Chaperone function of calnexin for the folding intermediate of gp80, the major secretory protein in MDCK cells. Regulation by redox state and ATP

Abstract

The endoplasmic reticulum (ER) not only links the translational machinery to the endomembrane system in eukaryotic cells but also provides a protective environment for the folding of exoplasmic proteins translocated across the ER membrane. Here we describe that the lumenal surface of the ER membranes transiently tethers the folding intermediate of secretory proteins via a 90-kDa ER membrane protein, calnexin. We demonstrate that p70, the precursor to gp80, the major secretory protein in Madin-Darby canine kidney (MDCK) cells, was bound transiently to calnexin in the immediate post-synthetic period (0-10 min) and showed a t1/2 for dissociation from calnexin of 2.5 min.

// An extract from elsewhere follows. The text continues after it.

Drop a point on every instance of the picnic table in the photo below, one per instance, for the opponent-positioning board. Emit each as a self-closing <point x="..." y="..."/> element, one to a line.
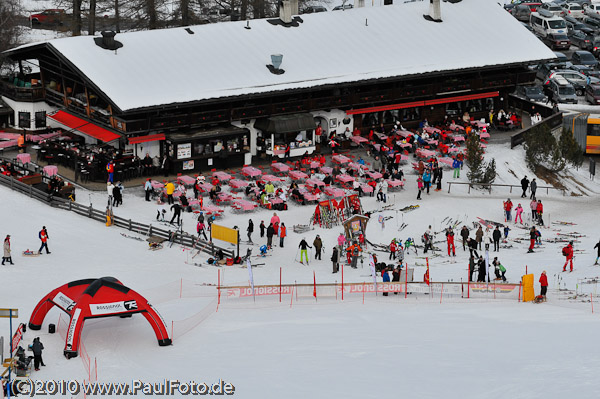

The bound p70 was found to be incompletely folded as assessed by susceptibility to proteinase K digestion. Perturbation of the redox state by 5 mM dithiothreitol or 1 mM diamide markedly inhibited the dissociation of p70 from calnexin (t1/2 > 30 min). Cellular depletion of ATP led to premature dissociation of p70 from calnexin and the formation of p70 aggregates that did not bind calnexin. These findings demonstrate that nascent unfolded p70 is tethered to calnexin during normal protein maturation, including the formation and editing of disulfide bonds and that ATP is required for the productive interaction of gp80 and calnexin.